Dennoch ist das Werben um die türkischen Stimmen eine Gratwanderung für die Partei. Es irritiert zum einen die Stammwählerschaft, zum anderen zeigt es Widersprüche auf: Die FPÖ beklagt mangelnde Deutschkenntnisse von Migranten, wirbt aber auf Türkisch, und ein Funktionär besucht den Verein, in dem sie seit Jahren eine Gefahr sieht.

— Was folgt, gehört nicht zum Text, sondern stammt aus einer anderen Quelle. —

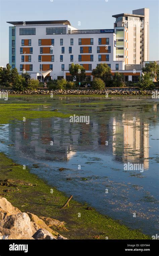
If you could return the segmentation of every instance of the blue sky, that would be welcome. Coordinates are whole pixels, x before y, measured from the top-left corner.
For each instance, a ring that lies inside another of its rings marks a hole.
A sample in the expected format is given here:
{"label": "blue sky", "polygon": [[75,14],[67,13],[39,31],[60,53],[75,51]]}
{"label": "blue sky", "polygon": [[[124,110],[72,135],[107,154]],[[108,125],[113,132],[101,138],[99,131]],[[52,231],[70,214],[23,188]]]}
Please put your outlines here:
{"label": "blue sky", "polygon": [[159,60],[158,1],[0,0],[0,5],[1,66],[9,62],[10,25],[7,21],[66,19],[79,29],[111,29],[115,21],[112,15],[132,13],[132,10],[143,8],[150,9],[149,60]]}

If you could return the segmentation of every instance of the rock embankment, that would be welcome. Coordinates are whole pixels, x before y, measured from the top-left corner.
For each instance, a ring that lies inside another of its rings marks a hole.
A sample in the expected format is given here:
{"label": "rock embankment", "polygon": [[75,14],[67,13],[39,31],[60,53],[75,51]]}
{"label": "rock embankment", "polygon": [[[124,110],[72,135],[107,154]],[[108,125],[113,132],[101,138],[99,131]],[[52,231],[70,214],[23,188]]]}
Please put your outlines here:
{"label": "rock embankment", "polygon": [[[51,219],[52,222],[58,222]],[[0,239],[67,239],[52,229],[36,215],[22,213],[5,198],[0,197]]]}
{"label": "rock embankment", "polygon": [[[11,94],[61,94],[70,95],[93,95],[94,94],[108,95],[151,95],[153,91],[151,90],[140,91],[135,88],[109,88],[102,90],[26,90],[24,92],[15,91],[12,90],[3,90],[1,92],[5,92]],[[1,91],[0,91],[1,92]]]}

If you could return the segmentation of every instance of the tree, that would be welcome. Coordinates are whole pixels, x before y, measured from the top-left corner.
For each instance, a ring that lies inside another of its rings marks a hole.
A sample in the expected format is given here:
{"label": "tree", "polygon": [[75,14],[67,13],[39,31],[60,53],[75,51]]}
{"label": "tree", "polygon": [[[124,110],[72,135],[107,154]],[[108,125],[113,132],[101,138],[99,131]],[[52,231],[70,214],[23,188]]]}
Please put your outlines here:
{"label": "tree", "polygon": [[149,73],[142,74],[139,78],[138,83],[140,88],[142,89],[149,89],[153,84],[152,78]]}
{"label": "tree", "polygon": [[81,81],[86,76],[85,69],[82,66],[79,64],[71,64],[69,69],[70,74],[72,75],[73,78],[76,81]]}
{"label": "tree", "polygon": [[144,74],[149,74],[152,78],[154,78],[157,82],[159,82],[159,65],[156,61],[146,63],[145,67],[142,69],[142,71]]}
{"label": "tree", "polygon": [[123,73],[115,72],[113,79],[113,85],[115,87],[120,87],[124,86],[124,76]]}
{"label": "tree", "polygon": [[100,78],[95,78],[92,81],[92,86],[94,90],[103,90],[105,88],[104,82]]}
{"label": "tree", "polygon": [[99,64],[93,70],[92,74],[95,77],[102,79],[106,86],[109,86],[112,83],[111,69],[106,63]]}

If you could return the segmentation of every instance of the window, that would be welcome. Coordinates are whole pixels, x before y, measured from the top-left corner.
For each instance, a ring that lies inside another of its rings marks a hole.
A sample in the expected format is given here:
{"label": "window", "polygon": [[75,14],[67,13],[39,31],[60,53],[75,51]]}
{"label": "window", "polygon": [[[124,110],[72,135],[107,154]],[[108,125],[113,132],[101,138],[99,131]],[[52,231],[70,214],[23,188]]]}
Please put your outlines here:
{"label": "window", "polygon": [[89,64],[89,70],[92,70],[92,64]]}
{"label": "window", "polygon": [[99,54],[98,55],[98,61],[102,61],[102,55],[101,54]]}
{"label": "window", "polygon": [[63,39],[60,39],[60,45],[63,45]]}
{"label": "window", "polygon": [[15,36],[15,28],[13,28],[12,29],[12,36]]}
{"label": "window", "polygon": [[20,35],[35,34],[36,29],[35,28],[19,28],[19,35]]}
{"label": "window", "polygon": [[109,38],[106,38],[106,44],[109,44]]}
{"label": "window", "polygon": [[28,39],[28,45],[29,46],[31,46],[32,45],[32,40],[31,39]]}
{"label": "window", "polygon": [[98,44],[102,44],[102,38],[98,38]]}
{"label": "window", "polygon": [[28,55],[28,62],[31,62],[32,61],[32,56],[31,55]]}
{"label": "window", "polygon": [[68,53],[72,53],[72,47],[71,46],[70,46],[68,48]]}
{"label": "window", "polygon": [[46,35],[60,35],[66,34],[66,28],[46,28]]}
{"label": "window", "polygon": [[106,55],[106,61],[109,61],[109,54]]}

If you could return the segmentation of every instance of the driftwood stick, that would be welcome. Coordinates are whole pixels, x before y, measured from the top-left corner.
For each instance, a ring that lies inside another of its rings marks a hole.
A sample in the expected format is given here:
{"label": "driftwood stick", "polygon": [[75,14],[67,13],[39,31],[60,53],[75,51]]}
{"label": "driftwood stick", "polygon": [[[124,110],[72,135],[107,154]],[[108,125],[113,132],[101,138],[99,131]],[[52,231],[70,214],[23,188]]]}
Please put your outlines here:
{"label": "driftwood stick", "polygon": [[71,199],[72,198],[72,197],[73,197],[73,196],[71,195],[71,196],[69,197],[68,199],[67,200],[65,204],[64,204],[62,206],[62,207],[61,207],[61,208],[64,208],[64,207],[65,207],[65,206],[66,206],[67,204],[68,204],[68,206],[69,206],[69,205],[68,204],[68,203],[69,202],[69,201],[70,201]]}

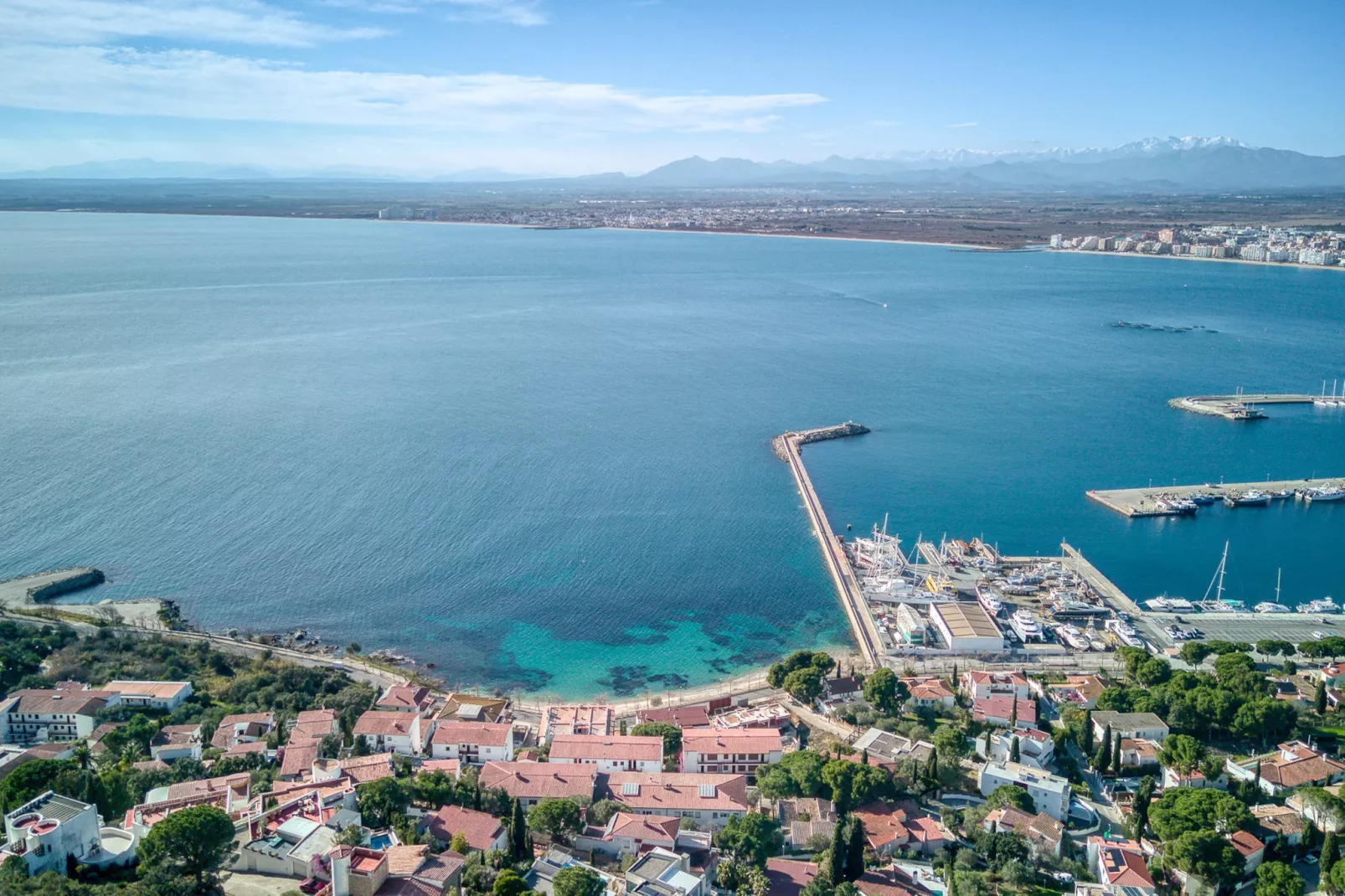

Die Konkurrenz reagiert denn auch mit Häme. Die ÖVP wirft der Partei prinzipienlosen Wählerfang und sogar Verrat der eigenen Basis für «Stimmen des organisierten politischen Islam» vor. Das sei schamlos. Die Konservativen werben selbst ungewohnt aggressiv mit dem Thema Zuwanderung und plakatieren den Slogan «Deutsch ist Pflicht, Habibi». Noch drastischer äusserte sich der frühere FPÖ-Chef Strache, der mit seiner eigenen Kleinstpartei neuerlich den Einzug in den Wiener Gemeinderat versucht. Die Wiener FPÖ biedere sich unter Nepp offen an den radikalen Islam an, schrieb er und belebte seinen alten Slogan wieder: «Daham statt radikaler Islam».